A new study suggesting El Niño and La Niña’s influence on U.S. tornado activity is just a piece of a larger puzzle that catastrophe modelers, insurance and reinsurance executives need to considering future loss scenarios, according to the study’s author.

“In order to understand what the future risk will be, understanding the variability itself is a critical step” says John Allen, research scientist at the Columbia University’s International Research Institute for Climate and Society .“We need to pay attention to what large scale climate factors that influence tornado and hail. But, in terms of losses, insurers end up paying for more for hail.”

Allen and fellow Columbia professor Adam Sobel recently published a study suggesting that cyclical interactions of El Niño and La Niña that occur in the winter months in the Pacific — known together as the  El Niño-Southern Oscillation — can offer forecast signals tied to the spring tornado season in the U.S.

Simply put, an El Niño pattern can dampen tornado activity while an La Niña can increase the chance of severe storms.

“[Winter] ENSO conditions often persist into early spring, and consequently the winter ENSO state can be used to predict changes in tornado and hail frequency during the following spring,’ the study said. “Combined with our current ability to predict ENSO several months in advance, our findings provide a basis for long-range seasonal prediction of severe thunderstorm activity.”

Allen says that there has been an historic assumption that severe spring thunderstorms in the U.S. have been tied to linear climate patterns, but that the current study provides sound scientific evidence of the mechanism.

“Previous work has focused on tornado observations, but this shows  there is an environmental, physical linkage,” he says. “You can actually see in winter months what is going to happen to the severe weather season spring.”

Allen adds that there while there has been a significant increase in the volatility of severe convective storm patterns in the U.S. over the past six years, research tying the change to global climate change remains open to interpretation. “How that projects into tornados is problematic, and it’s not a particularly clear around severe thunderstorms,” he says. “A lot more research that needs to be done.”

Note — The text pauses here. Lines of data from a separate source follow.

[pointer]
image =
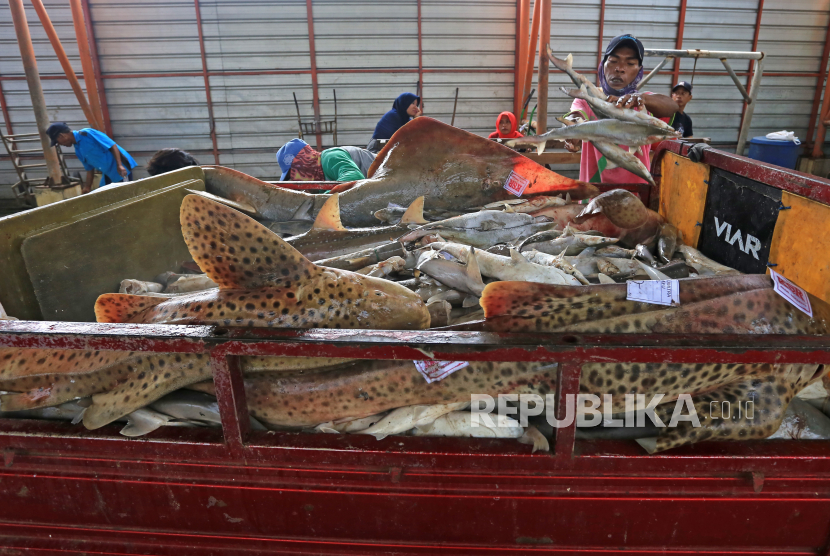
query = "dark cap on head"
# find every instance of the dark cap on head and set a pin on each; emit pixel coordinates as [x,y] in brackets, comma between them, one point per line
[625,40]
[685,84]
[56,129]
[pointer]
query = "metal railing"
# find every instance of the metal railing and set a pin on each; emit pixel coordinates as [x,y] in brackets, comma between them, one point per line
[723,55]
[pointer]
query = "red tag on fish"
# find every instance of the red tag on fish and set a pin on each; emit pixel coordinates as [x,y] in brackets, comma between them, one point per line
[792,293]
[516,184]
[433,371]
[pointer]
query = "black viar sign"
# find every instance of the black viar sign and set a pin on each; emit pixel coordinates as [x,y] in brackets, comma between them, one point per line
[738,222]
[750,244]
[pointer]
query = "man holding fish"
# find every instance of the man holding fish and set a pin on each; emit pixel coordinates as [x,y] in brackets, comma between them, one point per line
[620,72]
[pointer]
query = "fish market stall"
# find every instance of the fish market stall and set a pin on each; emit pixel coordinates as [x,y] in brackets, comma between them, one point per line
[288,470]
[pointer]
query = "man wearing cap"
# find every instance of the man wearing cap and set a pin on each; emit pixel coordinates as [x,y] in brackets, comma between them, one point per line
[299,162]
[96,151]
[682,94]
[618,75]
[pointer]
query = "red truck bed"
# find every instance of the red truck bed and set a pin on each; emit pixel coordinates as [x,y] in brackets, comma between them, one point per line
[183,491]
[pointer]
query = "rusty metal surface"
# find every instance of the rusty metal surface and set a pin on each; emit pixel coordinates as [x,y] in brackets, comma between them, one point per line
[806,185]
[235,491]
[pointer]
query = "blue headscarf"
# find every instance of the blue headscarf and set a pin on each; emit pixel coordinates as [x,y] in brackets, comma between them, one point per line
[393,120]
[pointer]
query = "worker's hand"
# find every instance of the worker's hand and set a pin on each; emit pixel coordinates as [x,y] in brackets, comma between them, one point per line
[634,100]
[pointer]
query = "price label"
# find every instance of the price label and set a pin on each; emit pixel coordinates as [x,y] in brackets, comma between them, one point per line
[516,184]
[792,293]
[433,371]
[659,292]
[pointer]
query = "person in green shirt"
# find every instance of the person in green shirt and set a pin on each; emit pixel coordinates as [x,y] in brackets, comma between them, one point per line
[299,162]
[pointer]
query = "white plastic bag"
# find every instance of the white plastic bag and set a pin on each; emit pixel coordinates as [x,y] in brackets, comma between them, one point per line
[784,136]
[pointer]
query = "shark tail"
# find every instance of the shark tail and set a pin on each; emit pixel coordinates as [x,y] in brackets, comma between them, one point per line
[771,393]
[415,213]
[122,307]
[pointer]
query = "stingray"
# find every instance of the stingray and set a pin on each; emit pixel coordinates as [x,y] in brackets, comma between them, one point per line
[452,168]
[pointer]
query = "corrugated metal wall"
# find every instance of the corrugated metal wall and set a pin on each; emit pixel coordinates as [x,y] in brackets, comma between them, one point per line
[258,54]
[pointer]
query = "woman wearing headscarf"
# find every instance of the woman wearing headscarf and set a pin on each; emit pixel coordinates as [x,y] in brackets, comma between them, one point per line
[405,107]
[618,75]
[505,127]
[299,162]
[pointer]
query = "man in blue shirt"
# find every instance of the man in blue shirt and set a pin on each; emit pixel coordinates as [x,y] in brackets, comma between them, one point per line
[96,151]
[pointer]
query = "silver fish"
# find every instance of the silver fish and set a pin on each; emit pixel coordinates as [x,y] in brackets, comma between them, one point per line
[610,131]
[624,159]
[610,110]
[514,267]
[482,229]
[579,80]
[447,270]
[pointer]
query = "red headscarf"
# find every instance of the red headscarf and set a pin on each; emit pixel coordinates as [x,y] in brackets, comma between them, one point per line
[306,166]
[513,131]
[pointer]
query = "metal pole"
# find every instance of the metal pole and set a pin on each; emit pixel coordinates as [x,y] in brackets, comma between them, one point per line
[313,55]
[208,99]
[531,50]
[64,61]
[736,80]
[681,26]
[96,67]
[822,124]
[759,15]
[601,31]
[652,73]
[544,39]
[5,109]
[455,104]
[734,55]
[750,107]
[818,111]
[27,53]
[420,59]
[86,61]
[522,32]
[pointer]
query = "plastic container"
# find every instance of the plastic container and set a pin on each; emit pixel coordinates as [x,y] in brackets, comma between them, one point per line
[780,153]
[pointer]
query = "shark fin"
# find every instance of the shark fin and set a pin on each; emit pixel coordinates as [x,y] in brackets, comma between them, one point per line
[303,212]
[517,257]
[472,269]
[123,307]
[236,251]
[247,208]
[328,218]
[415,213]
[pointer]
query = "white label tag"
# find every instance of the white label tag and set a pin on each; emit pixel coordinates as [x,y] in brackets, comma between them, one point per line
[659,292]
[792,293]
[433,371]
[516,184]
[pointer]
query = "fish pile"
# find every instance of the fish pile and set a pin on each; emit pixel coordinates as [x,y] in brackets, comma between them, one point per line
[617,127]
[445,246]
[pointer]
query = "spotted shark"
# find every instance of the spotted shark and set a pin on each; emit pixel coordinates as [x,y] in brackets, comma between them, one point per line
[452,168]
[617,213]
[262,281]
[369,387]
[743,304]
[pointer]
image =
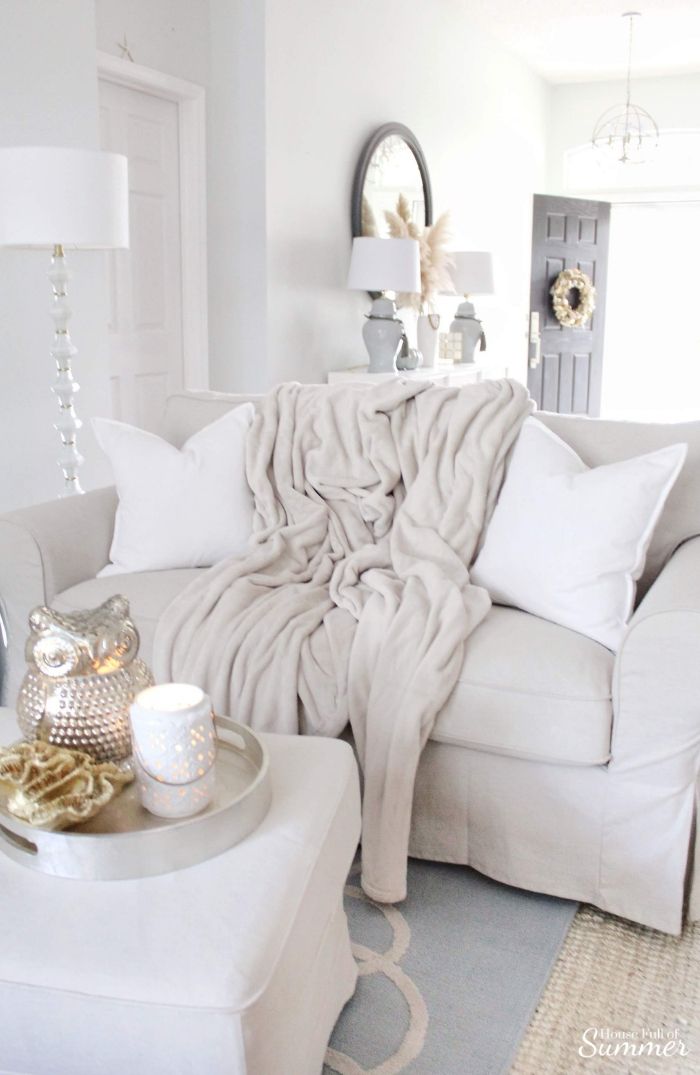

And while the study could arm federal and local governments in preparing for the possibility of an active tornado season to protect storm-prone populations months in advance, the use for insurance and catastrophe modeling firms is more nuanced.

“The one thing that we need to remember, and this is brought up in prior research, there is a question whether and increasing hazard could be matched to what we are seeing in terms of increasing losses,” Allen said. He added that insured and economic losses could be tied to how structures are currently built in the U.S , and the use of more “brittle” building materials.

As an example, Allen cited a 2010 hail storm in Phoenix that caused billions in losses as large air conditioning units not constructed to withstand 4-inch hail stones were damaged beyond repair.

“When it comes to insured losses, in many cases it comes to the structure, and being in the wrong place at the wrong time,” Allen said.